This repository contains code that creates the cloud infrastructure to support our Kubeflow deployment. The files are organized by cloud provider and product/service (this might not be the best grouping so please feel free to reorganize).
Current usage is specific to argoflow-aws so the requirements are very closely tied to those specified in their readme.
For detailed input and output variable information see the core module readme.
This module assumes that you have a vanilla EKS cluster running in a VPC with private and/or public subnets. From that point on, this module:
- Tags the VPC and subnets
- Creates an RDS instance
- Creates a Redis Elasticache instance
- Creates IAM roles and policies and the required attachments
- Creates AWS Secrets Manager Secrets
The EKS is build is handled by api-cloud-infrastructure. Some outputs from that set of Terraform Cloud workspaces match up to some required inputs of this repo/module.

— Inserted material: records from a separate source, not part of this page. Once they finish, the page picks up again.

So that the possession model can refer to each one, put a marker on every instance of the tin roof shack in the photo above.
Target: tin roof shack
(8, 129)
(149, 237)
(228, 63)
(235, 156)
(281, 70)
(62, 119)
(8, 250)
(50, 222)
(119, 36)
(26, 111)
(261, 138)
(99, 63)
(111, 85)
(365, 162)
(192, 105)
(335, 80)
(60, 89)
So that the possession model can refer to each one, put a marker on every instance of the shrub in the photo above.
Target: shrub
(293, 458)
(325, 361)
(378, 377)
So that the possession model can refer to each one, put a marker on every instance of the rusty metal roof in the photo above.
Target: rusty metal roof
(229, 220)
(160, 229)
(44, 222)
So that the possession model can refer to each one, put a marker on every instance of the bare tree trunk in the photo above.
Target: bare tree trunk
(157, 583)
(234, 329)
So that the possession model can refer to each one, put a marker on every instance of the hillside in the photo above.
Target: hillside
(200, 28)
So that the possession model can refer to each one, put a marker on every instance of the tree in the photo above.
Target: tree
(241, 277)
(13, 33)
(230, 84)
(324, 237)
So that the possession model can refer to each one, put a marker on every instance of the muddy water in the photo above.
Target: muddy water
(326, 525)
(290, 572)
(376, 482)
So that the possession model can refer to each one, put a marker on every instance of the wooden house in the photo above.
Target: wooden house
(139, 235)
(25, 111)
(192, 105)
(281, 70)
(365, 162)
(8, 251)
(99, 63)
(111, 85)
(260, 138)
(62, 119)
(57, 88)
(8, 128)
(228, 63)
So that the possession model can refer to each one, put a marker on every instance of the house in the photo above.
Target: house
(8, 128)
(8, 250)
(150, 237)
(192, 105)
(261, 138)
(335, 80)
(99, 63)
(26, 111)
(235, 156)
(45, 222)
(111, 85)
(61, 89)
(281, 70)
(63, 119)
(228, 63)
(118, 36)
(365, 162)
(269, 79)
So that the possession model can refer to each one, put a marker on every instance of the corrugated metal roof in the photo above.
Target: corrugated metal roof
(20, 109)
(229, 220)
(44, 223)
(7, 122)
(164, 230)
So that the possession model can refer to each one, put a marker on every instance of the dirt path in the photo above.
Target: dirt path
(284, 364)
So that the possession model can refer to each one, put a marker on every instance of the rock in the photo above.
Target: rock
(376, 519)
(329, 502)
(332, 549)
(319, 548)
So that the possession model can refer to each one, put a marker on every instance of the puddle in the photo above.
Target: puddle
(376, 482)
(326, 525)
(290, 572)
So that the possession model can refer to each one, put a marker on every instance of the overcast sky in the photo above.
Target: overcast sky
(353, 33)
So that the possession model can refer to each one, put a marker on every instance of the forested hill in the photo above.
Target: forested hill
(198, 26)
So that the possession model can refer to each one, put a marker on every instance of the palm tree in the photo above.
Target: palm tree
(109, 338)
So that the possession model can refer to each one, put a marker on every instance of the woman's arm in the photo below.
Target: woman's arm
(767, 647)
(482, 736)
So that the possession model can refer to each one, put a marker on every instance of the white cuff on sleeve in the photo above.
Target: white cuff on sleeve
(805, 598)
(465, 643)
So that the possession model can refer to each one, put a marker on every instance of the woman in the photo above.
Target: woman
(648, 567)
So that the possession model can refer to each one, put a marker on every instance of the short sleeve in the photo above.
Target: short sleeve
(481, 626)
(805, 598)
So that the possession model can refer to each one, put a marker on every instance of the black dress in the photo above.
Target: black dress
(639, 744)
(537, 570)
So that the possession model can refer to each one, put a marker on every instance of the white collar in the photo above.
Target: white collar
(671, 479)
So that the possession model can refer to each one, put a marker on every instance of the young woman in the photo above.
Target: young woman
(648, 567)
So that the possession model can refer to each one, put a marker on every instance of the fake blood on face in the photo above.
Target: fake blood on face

An RDS instance is provisioned for various purposes. At the time of writing this doc, these are:
<<__rds.db_name.cache__>>=cachedb
<<__rds.db_name.pipelines__>>=mlpipeline
<<__rds.db_name.metadata__>>=metadb
<<__rds.db_name.katib__>>=katib
<<__rds.db_name.mlflow__>>=mlflow
TECH DEBT/SECURITY VULNERABILITY Kubeflow uses classical username and password credentials for DB access. This module currently provisions a set of credentials as kubeflow/kubeflow. Since this is currently a POC, the credential strategy is left for future work (next sprint).
The RDS needs to be provisioned into the same VPC as the Kubeflow EKS instance. This requires the following input variables:
- The VPC subnet IDs (at least 2 subnets)
- The VPC Security Group IDs (to enable communication with the EKS nodes)
TODO: add variables for all application Kubernetes Service Account names (currently we make some assumptions like using
cert-manager
as the Service Account and Namespace for cert-manager).
argoflow-aws requires IAM roles for various component/supporting applications. These can be found in iam.tf.
argoflow-aws uses oath2-proxy which requires setting up an OAuth Application. We currently use GCP for this. The settings required for Setting up OAuth 2.0 are:
- Authorized JavaScript origins: FQDN/URL (eg.
https://argoflow-aws.test.honestbank.com
) - Authorized Redirect URIs:
https://argoflow-aws.test.honestbank.com/oauth2/callback